Zobacz film: "Koszmary senne mogą być objawem choroby"

- Ryzyko wystąpienia ospy małpiej jest umiarkowane w skali globalnej, z wyjątkiem regionu europejskiego, gdzie ryzyko oceniamy jako wysokie. Istnieje również wyraźne ryzyko dalszego rozprzestrzeniania się [choroby] na skalę międzynarodową, choć ryzyko zakłócenia ruchu międzynarodowego pozostaje na razie niskie – dodał.

Tedros powiedział też, że decyzja Światowej Organizacji Zdrowia, by małpią ospę uznać za globalne zagrożenie, nie zapadła jednogłośnie. Dziewięciu członków komisji było przeciwnych ogłoszeniu zagrożenia na skalę światową, a sześciu było za. Ostatecznie decyzję w tej sprawie podjął Tedros Adhanom Ghebreyesus, który nie mógł wyegzekwować od swoich doradców i ekspertów jednoznacznego stanowiska w tej sprawie.

Wydane ostrzeżenie jest na najwyższym poziomie w skali ostrzeżeń wydawanych przez WHO. Przypomnijmy, że do tej pory taką rangę nadano COVID-19 oraz polio.
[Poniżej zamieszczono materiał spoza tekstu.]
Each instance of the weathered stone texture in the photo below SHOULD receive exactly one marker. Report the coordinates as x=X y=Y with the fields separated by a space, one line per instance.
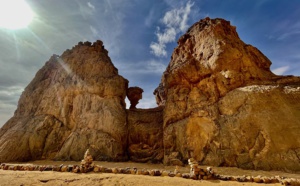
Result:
x=224 y=106
x=145 y=135
x=75 y=102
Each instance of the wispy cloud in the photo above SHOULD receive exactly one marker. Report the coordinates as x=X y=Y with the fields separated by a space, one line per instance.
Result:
x=174 y=22
x=91 y=6
x=281 y=70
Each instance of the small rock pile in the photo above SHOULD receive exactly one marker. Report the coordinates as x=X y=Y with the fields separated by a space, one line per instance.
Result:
x=87 y=164
x=198 y=173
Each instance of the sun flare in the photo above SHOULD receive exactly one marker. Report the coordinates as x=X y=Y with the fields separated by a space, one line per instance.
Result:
x=15 y=14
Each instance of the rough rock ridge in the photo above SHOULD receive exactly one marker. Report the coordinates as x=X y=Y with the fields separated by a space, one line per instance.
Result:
x=219 y=104
x=75 y=102
x=223 y=105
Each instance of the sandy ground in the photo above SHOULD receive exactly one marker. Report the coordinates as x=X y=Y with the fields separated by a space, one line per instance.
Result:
x=19 y=178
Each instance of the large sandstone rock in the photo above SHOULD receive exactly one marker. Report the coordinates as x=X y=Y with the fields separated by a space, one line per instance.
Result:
x=223 y=105
x=145 y=135
x=75 y=102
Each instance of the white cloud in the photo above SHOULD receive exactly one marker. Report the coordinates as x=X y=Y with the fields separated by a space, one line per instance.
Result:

- Decyzja WHO o zakwalifikowaniu wirusa MPXV do patogenów stwarzających globalne zagrożenie wynika z konieczności zwrócenia uwagi na wykrywanie i kontrolowanie zakażeń oraz niedopuszczenie do sytuacji, aby wirus stanowił takie niebezpieczeństwo w Europie jak w krajach, w których występuje endemicznie – komentuje w rozmowie z WP abcZdrowie prof. dr n.med. Joanna Zajkowska, specjalistka chorób zakaźnych z Kliniki Chorób Zakaźnych i Neuroinfekcji Uniwersytetu w Białymstoku.

2. Dla kogo wirus małpiej ospy stwarza największe zagrożenie?

Prof. Zajkowska tłumaczy, że WHO zaniepokoił fakt, że od połowy maja zachorowań na małpią ospę przybywa na wszystkich kontynentach, co oznacza, że nie jest to już epidemia ograniczona do obszaru endemicznego występowania MPXV. Ponadto wirus zaczął się przenosić na większą skalę bezpośrednio między ludźmi, co stwarza zagrożenie nie tylko wśród grup ryzyka, ale wszystkich tych, którzy mieli ze sobą bliski kontakt.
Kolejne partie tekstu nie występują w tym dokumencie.